Most traditional beam patterns maintain a persistent shape as long as the source is operating. However, they are not as intense as the beam created by Parker and Alonso, which the researchers call a “needle pulse beam.” “It is very localized, with no extensions or side lobes that would carry energy away from the main beam,” says Alonso.
Side lobes, radiating off a beam like the halos sometimes seen around a car headlight, are especially problematic in ultrasound. “Side lobes are the enemy,” Alonso says. “You want to direct all of your ultrasound wave to the one thing you want to image, so then, whatever is reflected back will tell you about that one thing. If you’re also getting a diffusion of waves elsewhere, it blurs the image.”
Because it is incredibly narrow, the new beam “makes it possible to resolve things at exquisite resolutions, where you need to separate tiny things that are close together,” Parker says, adding that the beam could have applications not only for ultrasound, but microscopy, radar, and sonar.

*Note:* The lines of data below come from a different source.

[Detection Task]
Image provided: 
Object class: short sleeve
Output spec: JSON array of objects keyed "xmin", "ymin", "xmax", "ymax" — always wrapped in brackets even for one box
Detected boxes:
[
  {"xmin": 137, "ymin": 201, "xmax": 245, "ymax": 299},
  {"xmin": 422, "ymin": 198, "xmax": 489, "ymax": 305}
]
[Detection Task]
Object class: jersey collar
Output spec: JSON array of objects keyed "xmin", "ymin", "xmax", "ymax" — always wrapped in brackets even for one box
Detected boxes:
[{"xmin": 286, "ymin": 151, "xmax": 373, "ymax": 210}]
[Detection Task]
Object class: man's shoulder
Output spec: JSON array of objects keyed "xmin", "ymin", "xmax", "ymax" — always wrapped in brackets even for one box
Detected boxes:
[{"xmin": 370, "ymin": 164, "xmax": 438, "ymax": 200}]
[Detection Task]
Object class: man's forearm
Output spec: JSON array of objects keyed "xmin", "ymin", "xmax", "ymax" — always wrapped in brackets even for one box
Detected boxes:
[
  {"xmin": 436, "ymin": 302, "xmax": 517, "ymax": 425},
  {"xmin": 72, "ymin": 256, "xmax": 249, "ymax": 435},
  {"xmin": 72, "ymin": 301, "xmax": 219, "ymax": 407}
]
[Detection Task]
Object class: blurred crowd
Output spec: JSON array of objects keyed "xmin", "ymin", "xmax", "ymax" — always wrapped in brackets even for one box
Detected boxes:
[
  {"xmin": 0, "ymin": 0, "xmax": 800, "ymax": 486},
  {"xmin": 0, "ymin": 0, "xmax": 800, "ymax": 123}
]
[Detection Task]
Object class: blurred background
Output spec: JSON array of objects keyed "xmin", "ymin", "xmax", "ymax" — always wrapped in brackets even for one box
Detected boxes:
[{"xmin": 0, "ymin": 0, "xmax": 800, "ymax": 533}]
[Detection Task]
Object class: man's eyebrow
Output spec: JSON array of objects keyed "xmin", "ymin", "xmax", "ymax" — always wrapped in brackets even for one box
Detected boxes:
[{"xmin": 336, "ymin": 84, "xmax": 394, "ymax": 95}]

According to Alonso, industrial applications might include any form of laser materials processing that involves putting as much light as possible on a given line.
The idea for the needle pulse beam originated with Parker, an expert in ultrasound, who for inspiration often peruses mathematical functions from a century or more ago in the “ancient texts.”
“I could see a general form of the solution; but I couldn’t get past the equation,” he says. “So I went to the person (Alonso) who I consider the world’s leading expert on optical theory and mathematics.”
They came up with various expressions that were “mathematically correct,” Alonso says, but corresponded to beams requiring an infinite amount of energy. The solution–“a particular mathematical trick” that could apply to a beam with finite energy — came to him while swimming with his wife in Lake Ontario.
“Many of the ideas I have do not happen at my desk,” Alonso says. “It happens while I’m riding my bicycle, or in the shower, or swimming, or doing something else–away from all the paperwork.”
Parker says this discovery continues an international quest that began at the University of Rochester. In 1986 — in the face of worldwide skepticism — a University team including Joseph Eberly, the Andrew Carnegie Professor of Physics and professor of optics, offered evidence of an unexpected new, diffraction-free light form. The so-called Bessel beam is now widely used.
“It had been decades since anyone formulated a new type of beam,” Parker says. “Then, as soon as the Bessel beam was announced, people were thinking there may be other new beams out there. The race was on.
“Finding a new beam pattern is a like finding a new element. It doesn’t happen very often.”